I have shivered at my recollections of life before, including, and after You…

The carnival funhouse, the promising dawn, and then – pitch darkness of a lie that’s fostered truth.

 

What use is a mother who can’t be your Mom…?

I can’t blame you for losing any purpose to hold on –

so much space and time, so many things gone so wrong…

you’ve had to be alone out there; you’ve been forced to be strong.

 

 

I can see how you feel abandoned – believe me;

That thought never leaves my heart for a beat I think it endlessly…

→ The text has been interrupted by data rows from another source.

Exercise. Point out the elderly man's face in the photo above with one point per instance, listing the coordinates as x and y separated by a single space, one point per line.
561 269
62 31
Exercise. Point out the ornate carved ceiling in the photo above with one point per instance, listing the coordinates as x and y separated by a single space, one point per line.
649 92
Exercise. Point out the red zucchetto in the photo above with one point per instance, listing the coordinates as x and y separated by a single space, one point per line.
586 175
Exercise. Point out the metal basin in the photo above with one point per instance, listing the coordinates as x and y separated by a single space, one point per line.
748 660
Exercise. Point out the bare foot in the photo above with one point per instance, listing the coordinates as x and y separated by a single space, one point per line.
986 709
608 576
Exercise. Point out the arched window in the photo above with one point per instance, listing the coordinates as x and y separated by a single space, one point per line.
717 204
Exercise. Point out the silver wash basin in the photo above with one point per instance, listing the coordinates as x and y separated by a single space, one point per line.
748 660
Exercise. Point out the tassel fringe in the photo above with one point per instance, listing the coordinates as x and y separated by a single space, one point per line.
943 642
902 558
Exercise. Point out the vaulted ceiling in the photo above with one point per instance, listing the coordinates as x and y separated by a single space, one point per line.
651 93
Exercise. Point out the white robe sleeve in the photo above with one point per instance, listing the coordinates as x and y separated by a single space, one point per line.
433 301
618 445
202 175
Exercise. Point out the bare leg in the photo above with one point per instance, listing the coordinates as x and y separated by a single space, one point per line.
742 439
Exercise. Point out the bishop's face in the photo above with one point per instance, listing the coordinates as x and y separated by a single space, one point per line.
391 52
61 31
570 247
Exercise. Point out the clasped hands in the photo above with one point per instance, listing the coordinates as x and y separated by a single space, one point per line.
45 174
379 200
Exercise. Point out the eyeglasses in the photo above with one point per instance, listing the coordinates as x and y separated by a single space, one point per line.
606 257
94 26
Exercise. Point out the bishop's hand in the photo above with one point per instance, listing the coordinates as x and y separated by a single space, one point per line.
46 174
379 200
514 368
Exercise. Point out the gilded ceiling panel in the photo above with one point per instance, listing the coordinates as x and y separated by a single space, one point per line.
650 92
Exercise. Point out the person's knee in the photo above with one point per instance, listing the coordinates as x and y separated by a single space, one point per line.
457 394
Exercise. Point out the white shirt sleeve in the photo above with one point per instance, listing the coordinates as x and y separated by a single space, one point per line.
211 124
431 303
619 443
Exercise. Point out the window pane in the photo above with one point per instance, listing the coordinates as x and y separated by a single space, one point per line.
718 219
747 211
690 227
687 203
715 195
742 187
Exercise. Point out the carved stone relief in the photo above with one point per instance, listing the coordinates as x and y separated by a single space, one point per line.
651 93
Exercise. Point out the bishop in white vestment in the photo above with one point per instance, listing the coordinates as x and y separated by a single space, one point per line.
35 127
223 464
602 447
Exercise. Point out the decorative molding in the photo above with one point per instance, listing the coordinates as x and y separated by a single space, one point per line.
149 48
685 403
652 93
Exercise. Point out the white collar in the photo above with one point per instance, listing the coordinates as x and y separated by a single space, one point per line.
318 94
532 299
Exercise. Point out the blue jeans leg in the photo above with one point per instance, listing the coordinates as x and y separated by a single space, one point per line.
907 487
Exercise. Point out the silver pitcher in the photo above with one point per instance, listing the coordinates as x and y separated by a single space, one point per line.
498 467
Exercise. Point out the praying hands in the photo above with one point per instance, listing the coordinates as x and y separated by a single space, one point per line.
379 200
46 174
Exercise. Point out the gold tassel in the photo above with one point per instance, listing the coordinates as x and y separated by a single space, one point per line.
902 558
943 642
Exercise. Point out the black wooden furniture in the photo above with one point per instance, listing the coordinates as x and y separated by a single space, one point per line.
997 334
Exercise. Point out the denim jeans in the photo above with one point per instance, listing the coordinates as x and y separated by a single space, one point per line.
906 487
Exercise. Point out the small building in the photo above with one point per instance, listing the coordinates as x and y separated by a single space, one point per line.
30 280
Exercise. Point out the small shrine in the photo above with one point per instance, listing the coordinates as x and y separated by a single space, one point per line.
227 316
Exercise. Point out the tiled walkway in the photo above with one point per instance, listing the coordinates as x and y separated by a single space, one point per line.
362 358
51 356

I’ve let you down and can’t pick you up again;

Single-handedly destroyed our’ lives – that’s Me.

 

If I could sit down on top of a slow-ticking bomb –

And wait for it to explode dreadfully against the unknown –

in exchange for all of your constant pain and misery;

I want you to know: there’s no doubt that I’d go,

to gladly  be blown up to smithereens.

 

What use is this apology – if I can’t make things “right”?

-       About as good as a dead man in the ring for a fight…

There’s nothing left, no sense of what was or what will be –

Empty and embittered, angry at my life

Unable to hold my own against the pain – that’s Me.